Verizon Communications (NYSE: VZ) shares are down more than 6% in 2010 while the Dow Jones industrial average is slightly positive. For investors who are attracted to its 6.4% dividend yield, Verizon may look like a pretty good buying opportunity. On the positive side, its forward price-to-earnings ratio looks relatively cheap at 12.8 and is trading near its 52-week low. Verizon's wireless business is generating a whopping $12 billion in free cash flow. Plus, rumors persist that the iPhone will finally come to Verizon in November or January. So Verizon's forward-looking valuation combined with the potential iPhone catalyst might argue that Verizon is a lock to outperform the Dow moving forward -- providing investors with both an attractive dividend and capital appreciation opportunity.

But hold on just a minute.
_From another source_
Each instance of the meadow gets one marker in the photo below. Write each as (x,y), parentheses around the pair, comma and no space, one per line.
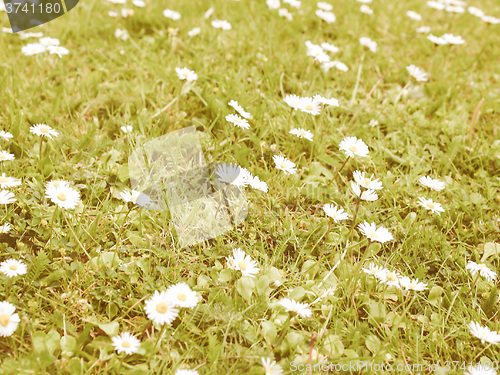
(365,138)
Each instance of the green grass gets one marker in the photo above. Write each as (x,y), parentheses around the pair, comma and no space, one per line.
(105,83)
On the negative side, Verizon's trailing price-to-earnings ratio looks positively expensive at 113, light years higher than the industry average of 18.2. And Verizon's payout ratio (the percentage of a company's net income that is used to pay its dividend) is listed at a whopping 728%.  This suggests that Verizon will need to free up cash from its wireless business unit to maintain such an attractive dividend. But Verizon won't be able to grab all of the $12 billion because Vodafone (Nasdaq: VOD) owns 45% of Verizon's wireless unit.
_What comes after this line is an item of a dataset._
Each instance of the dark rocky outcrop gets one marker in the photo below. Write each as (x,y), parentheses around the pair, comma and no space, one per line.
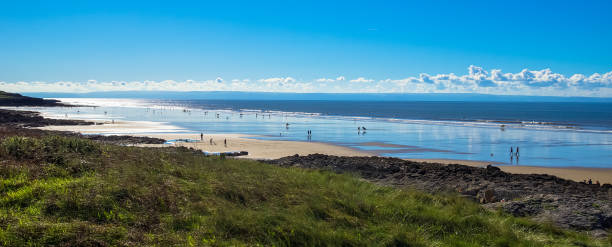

So color the situation for Verizon a bit murky. Will the positives lift Verizon's share price, or will the negatives create a drag on share prices and even put its healthy dividend at risk?

We asked our Motley Fool CAPS community to nominate two Telecommunication Services peers that are likely to outperform Verizon.

And the nominees are
Our 165,000-plus-member CAPS community views America Movil (Nasdaq: AMX), Latin America's largest mobile carrier, as a better opportunity among similarly sized companies in telecommunications. America Movil is a five-star stock (the highest rating given by our CAPS community), and Verizon currently stands as a four-star stock.  CAPS member judged333 succinctly summarizes the general CAPS community sentiment in a February comment: "I'll tolerate the volatility for the potential growth this offers in an emerging market."
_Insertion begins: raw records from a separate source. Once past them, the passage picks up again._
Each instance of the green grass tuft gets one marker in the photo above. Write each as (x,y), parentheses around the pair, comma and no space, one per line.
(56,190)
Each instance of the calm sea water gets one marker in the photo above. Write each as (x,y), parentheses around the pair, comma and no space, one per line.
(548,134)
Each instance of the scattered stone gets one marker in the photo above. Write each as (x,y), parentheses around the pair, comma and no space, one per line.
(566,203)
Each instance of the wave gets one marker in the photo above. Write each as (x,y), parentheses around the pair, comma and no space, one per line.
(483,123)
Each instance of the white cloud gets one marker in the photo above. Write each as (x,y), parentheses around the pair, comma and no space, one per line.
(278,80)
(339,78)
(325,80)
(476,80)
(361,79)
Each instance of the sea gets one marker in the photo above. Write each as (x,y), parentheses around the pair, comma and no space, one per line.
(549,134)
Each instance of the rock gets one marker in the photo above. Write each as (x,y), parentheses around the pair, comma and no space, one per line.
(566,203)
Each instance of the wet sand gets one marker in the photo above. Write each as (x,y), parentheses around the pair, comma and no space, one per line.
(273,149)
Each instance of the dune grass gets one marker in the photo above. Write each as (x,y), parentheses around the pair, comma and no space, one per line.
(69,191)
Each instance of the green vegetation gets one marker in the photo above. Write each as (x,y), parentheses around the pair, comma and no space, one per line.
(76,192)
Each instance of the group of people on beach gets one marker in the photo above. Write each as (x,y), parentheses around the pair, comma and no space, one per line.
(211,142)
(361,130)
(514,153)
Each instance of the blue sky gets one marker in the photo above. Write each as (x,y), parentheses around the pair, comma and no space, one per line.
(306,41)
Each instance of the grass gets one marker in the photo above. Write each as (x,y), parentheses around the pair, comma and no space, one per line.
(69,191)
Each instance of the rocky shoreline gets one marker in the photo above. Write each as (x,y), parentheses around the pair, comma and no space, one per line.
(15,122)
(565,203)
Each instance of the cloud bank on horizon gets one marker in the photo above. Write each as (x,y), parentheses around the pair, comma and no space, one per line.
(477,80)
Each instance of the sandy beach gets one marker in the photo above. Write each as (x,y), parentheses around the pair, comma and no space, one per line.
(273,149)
America Movil's forward P/E is 12.1 and trailing P/E is 14.3 (both better than Verizon), but provides a paltry 0.5% dividend yield. So, America Movil won't be attractive to the dividend investor, but it could be a better opportunity for capital appreciation. America Movil's free cash flow margin (defined as FCF / trailing-12-month revenue), is among the highest of its peer group, with 23% of its revenue turning into free cash flow (vs. 14% for Verizon). With plenty of growth potential in the emerging Latin American market, America Movil could have lots of upside. The company has been aggressively positioning itself to dominate the future 4G wireless network market in Mexico. And earlier this year, America Movil announced plans to acquire landline and broadband companies Telefonos de Mexico (NYSE: TMX) and Telmex Internacional (NYSE: TII) to offer bundled wireless, fixed-line, Internet, and TV. In June, America Movil assumed primary ownership of both companies. Whether America Movil delivers for shareholders probably depends on how successfully it integrates these two companies and whether the future 4G and wireless data are a catalyst for the next phase of growth in the business.

Another alternative for Verizon investors is Vodafone. As mentioned above, Vodafone owns 45% of Verizon's wireless business and stands to benefit handsomely when Verizon's wireless unit starts to put all that free cash flow back into the business. The stock offers a 5.6% dividend yield with a payout ratio of 48%. And Vodafone's current and forward P/E is about 9. Given that its valuation looks a bit more attractive than either Verizon or America Movil, Vodafone might provide the best combination of attractive dividend and attractive capital appreciation opportunity.